To those unacquainted with the methods of the American savage of the Great Plains, the statement that suicide would be infinitely preferable to the chances for life after having been captured by the Indians, may seem overdrawn, and wicked to be thought of. But if they had seen, as I have, the remains of men, women and innocent babes horribly mutilated, burnt, butchered, and hacked to pieces, they too, if they knew such a fate awaited them beyond the possibility of a doubt if captured alive, would unhesitatingly court death by their own hands, suddenly and immediately, rather than wait for the other, a few hours or days more remote, perhaps, but certain, and horrible in its prolonged agony.

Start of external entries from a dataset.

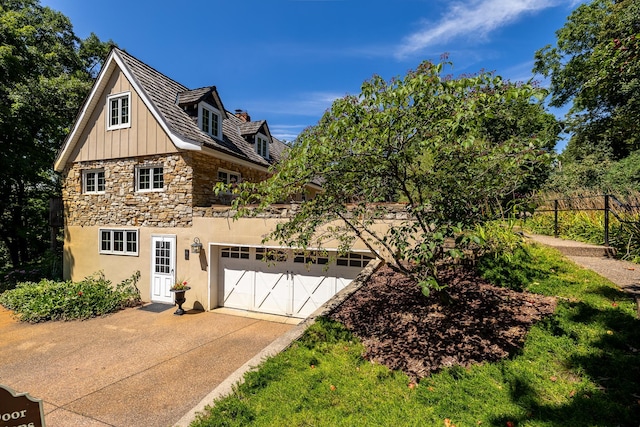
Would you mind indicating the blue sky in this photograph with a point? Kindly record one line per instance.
(286, 60)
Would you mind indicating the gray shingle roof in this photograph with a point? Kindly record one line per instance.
(194, 96)
(168, 95)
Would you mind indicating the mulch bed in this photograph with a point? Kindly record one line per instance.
(404, 330)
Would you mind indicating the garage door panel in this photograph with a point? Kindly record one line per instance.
(289, 285)
(310, 292)
(271, 293)
(239, 288)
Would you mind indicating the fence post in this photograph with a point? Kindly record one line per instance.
(555, 218)
(606, 220)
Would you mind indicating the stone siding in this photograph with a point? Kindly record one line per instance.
(189, 178)
(205, 176)
(120, 204)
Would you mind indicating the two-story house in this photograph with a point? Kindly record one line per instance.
(138, 168)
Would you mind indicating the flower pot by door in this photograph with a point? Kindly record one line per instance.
(179, 299)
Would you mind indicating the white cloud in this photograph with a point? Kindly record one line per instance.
(471, 18)
(306, 107)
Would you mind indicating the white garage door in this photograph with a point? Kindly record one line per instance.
(289, 283)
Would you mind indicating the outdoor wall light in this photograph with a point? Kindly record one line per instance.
(196, 246)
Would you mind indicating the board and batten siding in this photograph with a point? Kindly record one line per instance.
(144, 137)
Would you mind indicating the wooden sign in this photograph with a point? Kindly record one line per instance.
(19, 409)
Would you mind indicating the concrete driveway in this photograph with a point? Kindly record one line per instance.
(140, 366)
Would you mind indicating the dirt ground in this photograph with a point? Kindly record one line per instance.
(406, 331)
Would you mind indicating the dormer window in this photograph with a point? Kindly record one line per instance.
(118, 116)
(262, 145)
(210, 121)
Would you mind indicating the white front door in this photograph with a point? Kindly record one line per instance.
(163, 268)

I know that it was commonly understood, if not actually agreed to among the officers at frontier posts, that each one should reserve the last bullet in his revolver for himself in the event of a horrible contingency. I have known of many officers in the long-ago of my early service among the Indians, who, whenever they went on an expedition against the hostile tribes, invariably had concealed about their persons, easily accessible, a small capsule of prussic acid or some equally potent and swift messenger of death, to be used in case of a possible contingency.
Custer, it will be remembered, was shot through the head, and it was a curious coincidence that two or three of his subordinates whose bodies were found near his had been shot in precisely the same manner.
In view of all these facts, there can be small doubt that those officers carried out the plan of death determined upon, the moment they recognized the hopelessness of their situation.
That the story of Rain-in-the-face, if he ever told it, is not at all likely to be the truth, may be inferred from the fact that the average Indian, as I know him, when discoursing of his own prowess is the most unconscionable liar, and the truth is not in him. Of course if Rain-in-the-face could prevail upon a newspaper correspondent to flatter him in regard to the part he took in a battle in which a great white warrior was defeated, he would rather lie to that correspondent than not; and that is just what Rain-in-the-face did in this instance—provided, always, that the correspondent did not invent the whole tale.
The truth of how Custer came to his death can never absolutely be known, for out of that awfully unequal conflict there came but one miserable Crow Indian and Col. Keogh's celebrated horse "Comanche," alive. From the fact that the great soldier was not scalped, the theory I have suggested is certainly more plausible, and will be accepted by all who are familiar with the customs of the Indians, than that story which has made the rounds of the newspapers a dozen times.